Crisil in its latest report has said that steel prices, which have been on a song for the past two years, are finally set to correct on weak seasonality, and may trade at around Rs 60,000/tonne by the end of the current fiscal year, down from the Rs 76,000/tonne peak it scaled last month. It said price corrections are likely due to the onset of monsoon next month which will pull down demand as constructions will be on hold along with the likely lower premium realisation that domestic mills may get from exports.
Further, it stated prices are still holding high because of the continuing uncertainty over supply disruptions, decarbonization measures globally, especially in China and geopolitical risks stemming from the Russia-Ukraine war, which has driven up raw material costs. Moreover, it mentioned flat steel prices could rise 3-5 per cent this fiscal year after surging over 50 per cent in 2021-22. It said despite a moderation in demand in January-March, steel prices inched up owing to higher input costs and buoyant exports.

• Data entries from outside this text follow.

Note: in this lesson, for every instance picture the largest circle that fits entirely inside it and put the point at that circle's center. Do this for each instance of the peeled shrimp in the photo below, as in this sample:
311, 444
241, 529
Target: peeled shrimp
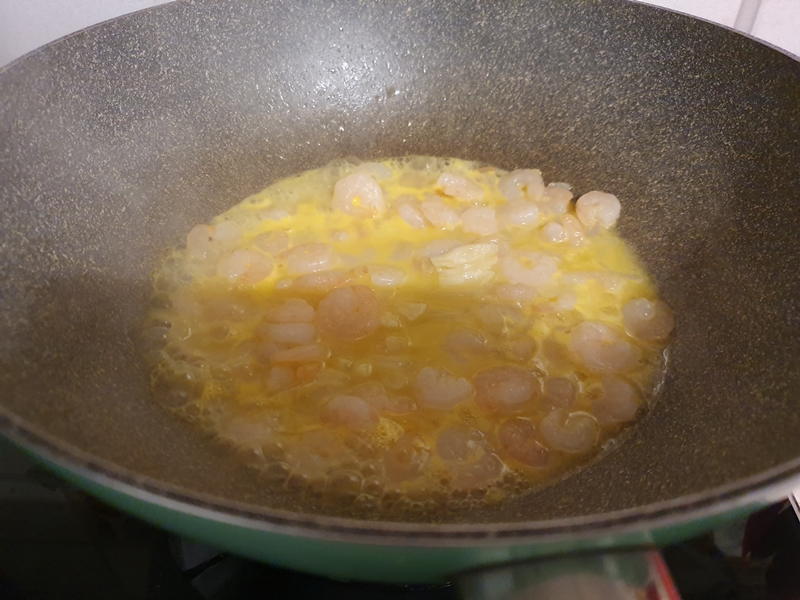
294, 310
409, 210
459, 186
560, 392
576, 432
349, 313
505, 389
648, 320
273, 242
310, 258
553, 233
440, 214
350, 411
437, 388
597, 208
523, 184
323, 281
517, 437
619, 402
602, 348
480, 220
529, 268
279, 378
359, 195
573, 230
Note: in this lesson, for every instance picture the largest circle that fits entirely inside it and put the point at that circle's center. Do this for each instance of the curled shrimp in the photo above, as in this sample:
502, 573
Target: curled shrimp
602, 348
597, 208
505, 389
619, 402
349, 313
350, 411
522, 184
359, 195
518, 438
440, 389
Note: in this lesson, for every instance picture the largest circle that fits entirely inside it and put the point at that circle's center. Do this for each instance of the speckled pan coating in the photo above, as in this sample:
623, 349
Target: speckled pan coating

Also, domestic supply stayed tight, eliminating the differential between global landed and domestic prices, which was once nearly Rs 15,000/tonne. On the other hand, export realization premia surged to USD75/tonne in early May. While steel mills made the best use of elevated global prices, domestic demand began to waver. Soaring construction costs, and multiple price hikes by companies in the auto, consumer appliances and durables space drove down demand in Q4FY22.